Outshift | Distributed tracing in Istio

Want to know more? Get in touch with us, or delve into the details of the latest release. Or just take a look at some of the Istio features that Backyards automates and simplifies for you, and which we've already blogged about.

In production systems mostly when working in microservices architecture, it is soon realized that monitoring each service individually is often not enough to troubleshoot complex issues. It becomes a necessity to have a full picture of the whole call stack through the entire application with detailed information on service topologies, network latencies and individual request durations. This is usually where distributed tracing comes to the rescue. In this post, the concept of distributed tracing will be introduced in microservices architecture. It will be shown how it is integrated and works in Istio and then how Backyards (now Cisco Service Mesh Manager) automates and simplifies the whole process.

Motivation

Earlier we blogged about how difficult it can be to simply install and manage Istio which is why we open-sourced the Banzai Cloud Istio operator to ease this pain. Although with Helm, a few handy tools can be installed besides Istio, e.g. Prometheus, Grafana, Jaeger and Kiali and we received quite a few requests to support installing/managing these components from the operator as well. Nevertheless, we believe in the separation of concerns so we did not add them to the operator directly, rather we enabled the possibility to easily integrate these components with the operator. Of course, we wanted to give a powerful tool to our users where they can have these components on their clusters besides Istio, that is why we created Backyards (now Cisco Service Mesh Manager). With Backyards, Prometheus, Grafana and Jaeger can be easily installed and as you will see, Backyards (in constrast to Kiali) is not just a web-based UI built for observability, but is a feature rich management tool for your service mesh, is single- and multi-cluster compatible, and is possessed of a powerful CLI and GraphQL API. In this blog, let's concentrate on distributed tracing and Jaeger.

Distributed tracing introduction

In microservices architecture when multiple services call each other, it is often not straightforward to debug issues. It should be detected as what is a root cause of an issue, why is there poor performance of a request, which service is the bottleneck in a call stack, how much is the network latency between requests? With distributed tracing in place it is possible to visualize full call stacks, to see which service called which service, how long each call took and how much were the network latencies between them. It is possible to tell where a request failed or which service took too much time to respond.

Distributed tracing is the process of tracking individual requests throughout their whole call stack in the system.

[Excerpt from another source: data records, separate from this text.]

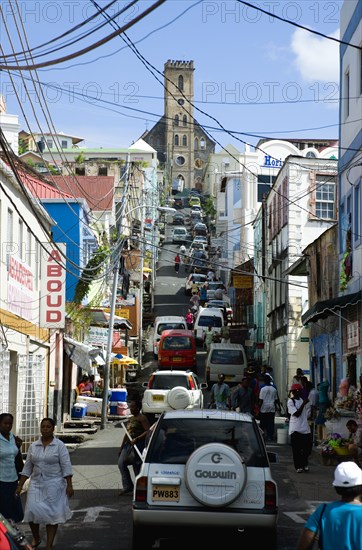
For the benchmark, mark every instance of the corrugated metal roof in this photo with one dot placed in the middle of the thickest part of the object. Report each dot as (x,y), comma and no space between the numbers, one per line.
(98,191)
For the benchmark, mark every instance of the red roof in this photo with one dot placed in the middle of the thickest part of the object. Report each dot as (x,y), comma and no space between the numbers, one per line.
(98,191)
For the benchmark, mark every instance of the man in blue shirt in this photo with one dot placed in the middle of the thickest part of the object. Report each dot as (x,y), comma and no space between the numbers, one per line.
(338,522)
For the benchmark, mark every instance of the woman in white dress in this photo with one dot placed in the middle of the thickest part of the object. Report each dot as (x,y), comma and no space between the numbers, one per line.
(50,470)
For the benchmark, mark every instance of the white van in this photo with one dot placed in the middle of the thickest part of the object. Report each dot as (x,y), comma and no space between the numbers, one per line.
(208,317)
(166,322)
(229,359)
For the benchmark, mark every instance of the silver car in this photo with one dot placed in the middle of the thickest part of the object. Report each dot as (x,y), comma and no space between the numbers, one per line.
(205,469)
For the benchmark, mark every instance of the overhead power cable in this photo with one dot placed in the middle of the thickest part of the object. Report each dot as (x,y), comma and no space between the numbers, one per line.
(89,48)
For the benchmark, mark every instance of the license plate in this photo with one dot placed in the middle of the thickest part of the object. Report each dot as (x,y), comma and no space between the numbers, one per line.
(165,493)
(157,398)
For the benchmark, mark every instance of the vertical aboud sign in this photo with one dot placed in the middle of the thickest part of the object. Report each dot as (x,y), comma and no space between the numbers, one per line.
(52,305)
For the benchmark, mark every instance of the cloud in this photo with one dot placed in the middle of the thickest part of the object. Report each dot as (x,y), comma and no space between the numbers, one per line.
(316,58)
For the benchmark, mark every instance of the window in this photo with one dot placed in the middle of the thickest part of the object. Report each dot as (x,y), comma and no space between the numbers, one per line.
(21,238)
(346,94)
(325,197)
(356,214)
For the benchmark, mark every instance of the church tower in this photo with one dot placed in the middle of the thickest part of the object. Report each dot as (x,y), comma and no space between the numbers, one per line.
(182,146)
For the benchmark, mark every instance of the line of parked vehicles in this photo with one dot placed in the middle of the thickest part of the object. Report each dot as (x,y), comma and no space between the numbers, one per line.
(202,469)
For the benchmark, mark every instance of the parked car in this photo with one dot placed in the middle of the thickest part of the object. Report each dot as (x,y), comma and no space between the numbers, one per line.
(200,229)
(167,390)
(194,201)
(177,348)
(179,234)
(229,359)
(206,470)
(165,322)
(208,317)
(194,278)
(178,219)
(224,305)
(199,239)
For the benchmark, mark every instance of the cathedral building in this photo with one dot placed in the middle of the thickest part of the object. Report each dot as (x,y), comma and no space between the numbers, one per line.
(183,148)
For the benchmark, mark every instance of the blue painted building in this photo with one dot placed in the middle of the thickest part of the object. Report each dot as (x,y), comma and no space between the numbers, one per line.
(72,228)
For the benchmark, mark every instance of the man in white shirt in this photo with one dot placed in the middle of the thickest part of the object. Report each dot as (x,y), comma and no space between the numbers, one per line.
(268,401)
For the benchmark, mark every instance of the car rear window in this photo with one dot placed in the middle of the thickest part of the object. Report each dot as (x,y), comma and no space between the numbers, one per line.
(176,342)
(176,439)
(170,326)
(227,357)
(209,321)
(166,382)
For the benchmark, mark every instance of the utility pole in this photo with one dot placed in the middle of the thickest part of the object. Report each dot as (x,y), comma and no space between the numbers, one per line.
(107,366)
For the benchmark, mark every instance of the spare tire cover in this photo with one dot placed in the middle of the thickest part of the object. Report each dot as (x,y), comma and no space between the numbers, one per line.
(215,475)
(179,398)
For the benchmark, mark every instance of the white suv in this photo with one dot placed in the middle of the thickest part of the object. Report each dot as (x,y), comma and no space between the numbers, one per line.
(206,469)
(168,390)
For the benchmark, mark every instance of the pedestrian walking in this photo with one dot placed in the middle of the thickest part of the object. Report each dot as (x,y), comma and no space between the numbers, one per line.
(220,394)
(225,334)
(189,318)
(208,338)
(50,471)
(338,523)
(137,429)
(268,402)
(242,398)
(10,504)
(299,429)
(177,262)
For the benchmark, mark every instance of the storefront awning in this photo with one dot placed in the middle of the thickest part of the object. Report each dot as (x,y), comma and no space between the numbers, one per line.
(82,354)
(322,310)
(100,317)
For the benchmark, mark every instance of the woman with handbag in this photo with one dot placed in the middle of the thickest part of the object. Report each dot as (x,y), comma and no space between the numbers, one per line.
(136,431)
(10,503)
(50,471)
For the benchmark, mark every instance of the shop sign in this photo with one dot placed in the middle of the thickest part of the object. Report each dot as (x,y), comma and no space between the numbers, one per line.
(242,281)
(52,301)
(353,335)
(97,336)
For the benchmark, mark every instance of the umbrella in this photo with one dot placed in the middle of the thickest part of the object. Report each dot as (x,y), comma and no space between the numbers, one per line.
(120,359)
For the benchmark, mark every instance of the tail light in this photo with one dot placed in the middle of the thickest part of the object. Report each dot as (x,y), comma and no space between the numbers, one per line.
(270,495)
(141,489)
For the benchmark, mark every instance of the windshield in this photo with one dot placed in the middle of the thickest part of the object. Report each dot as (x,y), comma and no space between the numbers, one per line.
(176,439)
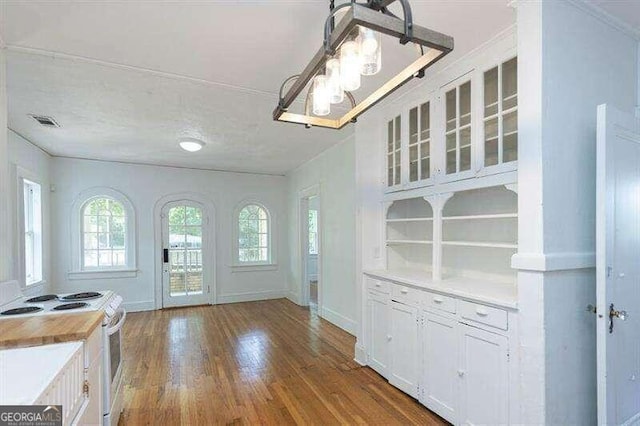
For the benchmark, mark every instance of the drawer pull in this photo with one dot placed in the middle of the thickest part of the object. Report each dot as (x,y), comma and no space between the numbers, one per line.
(481,312)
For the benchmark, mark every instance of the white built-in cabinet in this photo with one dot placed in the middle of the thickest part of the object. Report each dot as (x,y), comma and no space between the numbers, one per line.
(450,353)
(378,328)
(403,346)
(466,128)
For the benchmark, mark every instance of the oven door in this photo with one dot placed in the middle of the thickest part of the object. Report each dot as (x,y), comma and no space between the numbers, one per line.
(113,359)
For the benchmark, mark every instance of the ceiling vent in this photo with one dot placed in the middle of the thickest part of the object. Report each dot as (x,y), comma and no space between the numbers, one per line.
(45,121)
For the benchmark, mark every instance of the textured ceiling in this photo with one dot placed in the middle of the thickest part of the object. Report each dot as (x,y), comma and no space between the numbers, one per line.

Without distributed tracing it is really easy to get lost between the numerous number of calls between microservices. It is also hard to debug issues only from the logs. With distributed tracing the whole call stack is available with all the necessary information to spot outliers.

Distributed tracing under the hood

A span is the smallest unit in distributed tracing which has a start timestamp and a duration. Spans are in parent-child relationship with each other and they make up for a trace. There are three tasks to do to be able to assemble proper traces:

Incoming request spans
Outgoing request spans
Context propagation

Incoming request spans: When a request comes in to a service it needs to be checked whether it has tracing headers. If it does not, it needs to create a root span, otherwise a child span needs to be created to continue the trace. Outgoing request spans: When a request is sent out from a service to a different one, then a span can be created first, and then the receiving service can continue that trace as described in the previous sentence. (Potentially, this step could be omitted.) Context propagation: Services typically receive and send multiple requests concurrently. Without any application changes it is impossible to tell the connection between incoming and outgoing calls. This is where context propagation needs to be implemented. For HTTP it can be done by propagating the tracing headers from incoming calls to outgoing ones inside the application to be able to construct a full trace. On top of these tasks, the traces needs to be collected, grouped together and ideally visualized as well. All these tasks might seem quite a lot to implement for all of the services in a system, but of course there are existing tools to solve almost all of these tasks for developers automatically and get distributed tracing pretty much out-of-the box.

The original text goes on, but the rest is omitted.